Duffy watched Ruby as she took her first steps into a dance long practiced. His young eyes fought back tears at the sight of his sister’s life hanging in the balance. Another fireball and a spiralling slash severed the limb of the nearest skeleton, but it only set it back. The empty eye sockets stared as bones clicked and it reoriented itself about its new form. It continued towards them silent and determined.
“So sorry about the confusion my dear,” Ruby said apologetically as she ducked under a scrabbling claw and shoulder rushed the skeleton. She gagged, but stayed upright, as the smell of death flooded her nostrils like an unwelcome guest. “A lady’s honour that these are nothing,” she jumped back out of a counter strike, “nothing at all to do with us.”
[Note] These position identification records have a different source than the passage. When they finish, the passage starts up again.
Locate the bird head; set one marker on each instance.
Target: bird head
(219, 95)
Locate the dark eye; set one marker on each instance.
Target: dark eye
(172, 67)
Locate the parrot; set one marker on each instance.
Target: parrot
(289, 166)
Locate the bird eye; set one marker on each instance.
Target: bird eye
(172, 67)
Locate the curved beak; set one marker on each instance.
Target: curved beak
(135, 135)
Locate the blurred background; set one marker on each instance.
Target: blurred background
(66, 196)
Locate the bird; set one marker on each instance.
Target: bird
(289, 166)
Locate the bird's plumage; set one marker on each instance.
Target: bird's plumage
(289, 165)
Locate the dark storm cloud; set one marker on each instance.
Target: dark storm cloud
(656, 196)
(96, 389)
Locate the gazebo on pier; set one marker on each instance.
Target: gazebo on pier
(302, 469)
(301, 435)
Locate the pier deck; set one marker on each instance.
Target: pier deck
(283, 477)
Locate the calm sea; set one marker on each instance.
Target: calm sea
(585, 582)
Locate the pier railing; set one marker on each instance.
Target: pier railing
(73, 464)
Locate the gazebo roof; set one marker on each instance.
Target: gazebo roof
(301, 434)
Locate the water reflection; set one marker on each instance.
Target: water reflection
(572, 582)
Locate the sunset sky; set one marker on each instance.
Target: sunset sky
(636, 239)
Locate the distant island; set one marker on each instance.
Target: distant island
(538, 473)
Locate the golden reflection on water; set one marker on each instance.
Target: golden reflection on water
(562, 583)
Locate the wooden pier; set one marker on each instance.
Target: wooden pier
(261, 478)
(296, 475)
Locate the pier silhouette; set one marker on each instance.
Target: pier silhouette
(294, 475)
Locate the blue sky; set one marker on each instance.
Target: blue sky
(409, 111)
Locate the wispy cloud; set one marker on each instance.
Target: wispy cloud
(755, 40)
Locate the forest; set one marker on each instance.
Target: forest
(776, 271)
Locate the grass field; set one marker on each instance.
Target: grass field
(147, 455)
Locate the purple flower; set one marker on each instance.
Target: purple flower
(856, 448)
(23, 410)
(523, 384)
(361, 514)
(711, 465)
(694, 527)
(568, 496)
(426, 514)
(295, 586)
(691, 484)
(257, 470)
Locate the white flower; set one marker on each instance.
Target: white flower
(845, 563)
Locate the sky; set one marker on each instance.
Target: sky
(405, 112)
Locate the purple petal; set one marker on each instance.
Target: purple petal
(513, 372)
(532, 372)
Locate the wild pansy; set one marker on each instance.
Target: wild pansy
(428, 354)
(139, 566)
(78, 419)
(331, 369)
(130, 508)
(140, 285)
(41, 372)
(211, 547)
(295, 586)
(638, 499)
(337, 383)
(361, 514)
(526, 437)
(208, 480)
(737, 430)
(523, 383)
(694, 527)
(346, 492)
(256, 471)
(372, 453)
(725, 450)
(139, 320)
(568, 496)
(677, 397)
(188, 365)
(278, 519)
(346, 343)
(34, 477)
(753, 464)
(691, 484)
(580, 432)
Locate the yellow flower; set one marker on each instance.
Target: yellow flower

A staccato rhythm drowned out the man’s no doubt witty response. Ruby turned, catching a glimpse of young Duffy turn into a man still lacking any balls. The tufts of black hair danced in the uprush of magic and blue ribbons danced about his limbs. She rolled her eyes. Promising the world did nothing to drag him out of his sulking, but as soon as a ‘fair maiden’ was in danger he came running.
“I would not remotely be sad if one of those fireballs caught him in the ribs,” she muttered to the mage, winked, and the trio formed a triangle on the high road through the low lands. “Glad you could join us at last!” These words did reach the bard’s ears, who wiped his tears away and plucked from the ether a black handled katana.
“I’m so sorry, dear heart, but I’m here now.” Back turned to the spell singer and the barbed tongue blastomancer, Duffy watched the two skeletons on his side crest the rise onto the road and free themselves proper of the pearl swamp waters. “Between your insurmountable sarcasm and self-loathing, what do you two propose to do about them?”